Kendisi bir Prenses olabilirdi. Kutlu İngiliz Hanedanının en küçük veliahtı olabilirdi. Ama hiçbir kararını yalnız başına alamıyordu. Tıpkı şu an gibi.

Kral babası Alex akşam yemeği öncesi kendisini odasına çağırmış, o zehir zemberek kararını kendisine açıklamıştı. Duyduklarına inanamayan Aria, bir adım geriye sendeledi.

Annesi Nadia, endişeyle "Kızım," diye seslendiğinde Aria'nın kulaklarında hala babasının söyledikleri dönüyordu.

Krallığımızın çıkarları adına evlenmene karar verdik demişti değil mi? Osmanlı'ya gelin gideceksin demişti.
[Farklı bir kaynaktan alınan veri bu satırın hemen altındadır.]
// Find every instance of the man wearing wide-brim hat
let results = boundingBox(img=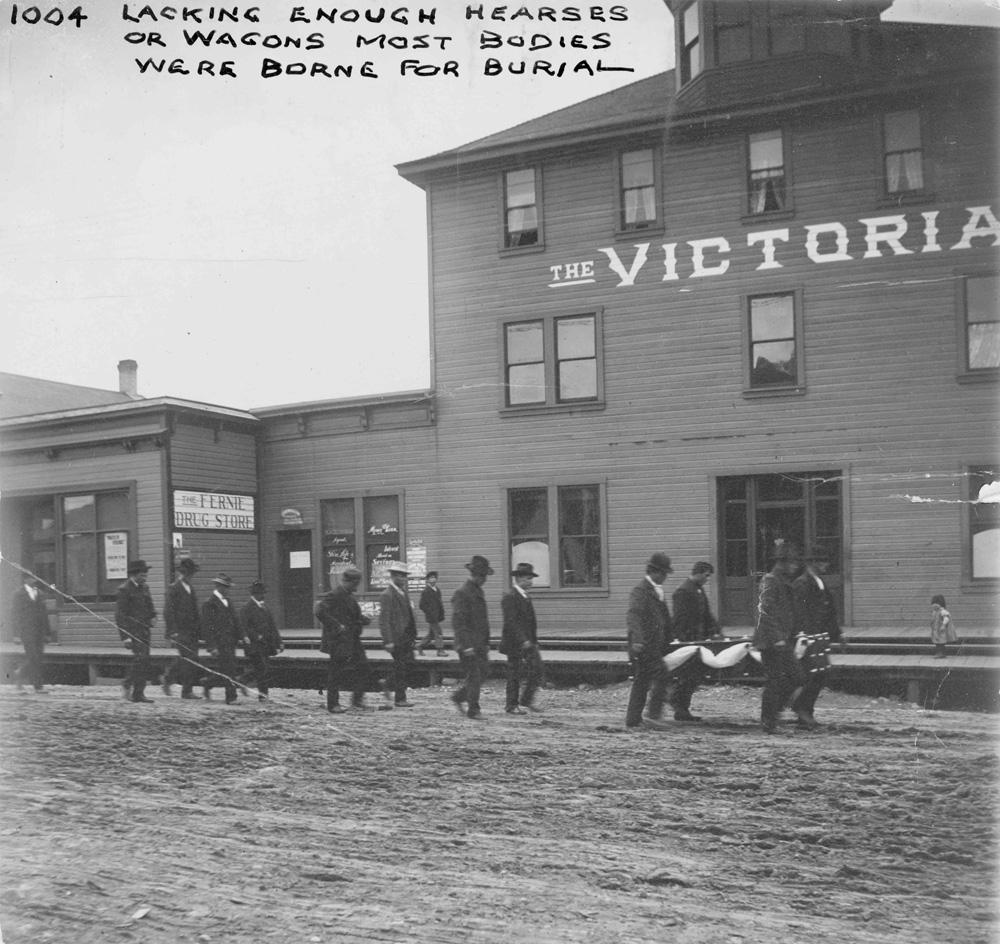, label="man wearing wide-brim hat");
[500,562,544,714]
[199,573,249,705]
[115,560,157,704]
[624,553,674,730]
[752,541,805,733]
[450,556,494,719]
[238,581,285,701]
[163,558,202,699]
[377,562,418,708]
Bunu Krallığın için yapacaksın kızım demişti.  Krallığın için Osmanlı'nın en büyük şehzadesinin önce koynuna, sonra kalbine, sonraysa aklına gir demişti. Krallığının selameti adına yapmak zorundasın.

Gözleri dolu dolu olduğunda "Baba," diyebildi. "Ben yapamam."

Kral Alex yılların verdiği tecrübe, zarafet ve acımasızlıkla ayaklandı. O, başındaki tacı şüphesiz en iyi taşıyan Krallardandı. Ve ölmeden önce adını tarihe altın harflerle kazımak istiyordu. Düşman Osmanlı İmparatorluğunu yerle bir etmek istiyordu. Karşısındaki kızını Osmanlı'nın kalbi yapmak istiyordu.

Küçük kızının tam karşısında durdu. O tıpkı annesi gibiydi. Annesinin kopyasıydı. Kızı Aria'ya ne zaman baksa eşi Kraliçe Nadia'nın saraydaki ilk toy halleri aklına gelirdi.

Fakat ikisi arasında büyük bir fark vardı. Karşısındaki kızı çok daha güçlü olmayı hak ediyordu. Çok daha iyi bir lider olabilirdi. Çünkü o doğduğu ilk andan beri asil kandı ve tüm İngiltere'nin saygı ve sevgisini doğduğu ilk anda üzerine çekmişti.

Ellerini kızının omuzlarına koyarak "Vakti geldiğinde, kazanmaya başladığımızda beni anlayacaksın," dedi. "Sen krallığımızın ışığısın kızım. Bunu ülken için yapacaksın."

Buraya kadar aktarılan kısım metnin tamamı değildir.